In the garage there were growing tents containing 40 plants which were about ten weeks from being ready to harvest, 21 root balls from a previous crop, as well as heating and lighting equipment and bags of fertiliser.

There were more plants in a gym, kitchen and bedroom.

'Not a factory'

Sentencing the three, Recorder Kenneth Carr said: “It is quite clear the defendants in this case were not going to be selling the cannabis themselves on the street.

“The operation, in my view, is a moderately large one, it’s not a factory, but nor is it a spare bedroom in a house.”

Shaun Wilkinson outside court

Scotney, 55, of Broadway North, Walsall; Wilkinson, 50, of City Heights, Snow Hill, Birmingham; and Ambrozewicz, 55, of Roebuck Glade, Willenhall, had all pleaded guilty to conspiring to produce cannabis.

Scotney was sentenced to two years in prison suspended for two years, and Wilkinson to 18 months suspended for two years, with each of them being ordered to do 240 hours of unpaid work.

Ambrozewicz, who had played "the least significant role" but was subject to a suspended sentence for growing cannabis at the time, was sentenced to 21 months suspended for two years, with 100 hours of unpaid work and a rehabilitation activity.
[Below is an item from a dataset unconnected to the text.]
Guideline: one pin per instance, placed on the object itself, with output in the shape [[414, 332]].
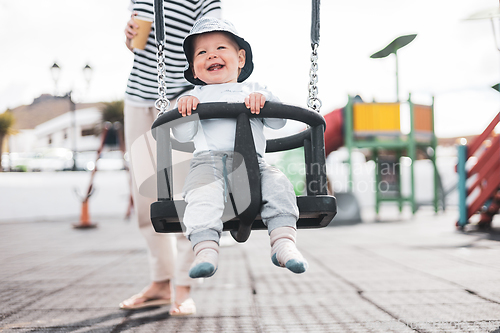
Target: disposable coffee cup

The judge told Scotney and Wilkinson: “Both of you were intimately involved in the setting up of this operation and in the day-to-day running of it.

“This was a thoroughly criminal course which you both enthusiastically joined in. You both played leading roles.”

He said Scotney would have got an immediate 27-month sentence, but for the long delay and her "very bright" eight-year-old twins, adding: “You have been anxiously waiting to see what is going to happen to you, and therefore to your children.”